Zinquin (Zn 2+ selective fluorophore), when used to visualize intracellular Zn 2+, typically shows brightly fluorescent perinuclear endosome-like structures, presumably identifying Zn 2+ containing organelles. In this study, zinquin identified numerous and widespread sites of Zn 2+ compartmentalization in primary cultures of embryonic rat cortical neurons. Nuclear fluorescence, however, was absent. We labeled neuronal mitochondria with MitoTracker Green in the presence of zinquin and show that the fluorescent patterns of MitoTracker Green and zinquin were distinct and clearly different in both the perinuclear region and in processes.

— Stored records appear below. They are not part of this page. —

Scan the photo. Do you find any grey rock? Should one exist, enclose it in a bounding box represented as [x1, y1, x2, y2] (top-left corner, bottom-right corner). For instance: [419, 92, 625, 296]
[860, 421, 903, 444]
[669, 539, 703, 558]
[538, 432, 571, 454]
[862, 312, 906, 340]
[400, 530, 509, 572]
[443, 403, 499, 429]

The mitochondrial compartment was much larger than the sum of the areas of zinquin fluorescence, as indicated by the small amount (<10% MitoTracker Green over zinquin) of overlap of MitoTracker Green on zinquin. Zinquin fluorescence was unaffected by carbonyl cyanide 4-(trifluoromethoxy)phenylhydrazone (FCCP) treatment. The zinquin fluorescent objects were generally spherical in shape with a average diameter of about 0.6 μm. Most fluorescent objects, nearly two thirds on average, appeared to be docked, but both anterograde and retrograde movements were observed by time lapse image analysis. Although some fluorescent objects moved as much as 1 μm in 5 min, typical movements were smaller, usually 0.5 μm or less. Colchicine treatment caused striking aggregation of MitoTracker Green most noticeable in the perinuclear region. Zinquin fluorescence similarly showed reduced distribution throughout the cytoplasm, suggesting that zinquin fluorescent structures were associated with microtubules. Treatment with cytochalasin D had little noticeable effect on either the pattern of zinquin and MitoTracker Green fluorescence or their coincidence. Thus, numerous Zn 2+ sequestering organelles/structures are present in perinuclear regions and processes of cultured neurons and are sometimes found coincident with mitochondria. We demonstrated real time trafficking of sequestered Zn 2+, using zinquin fluorescence, apparently associated with an endosome-like compartment or protein complexes in the cytosol.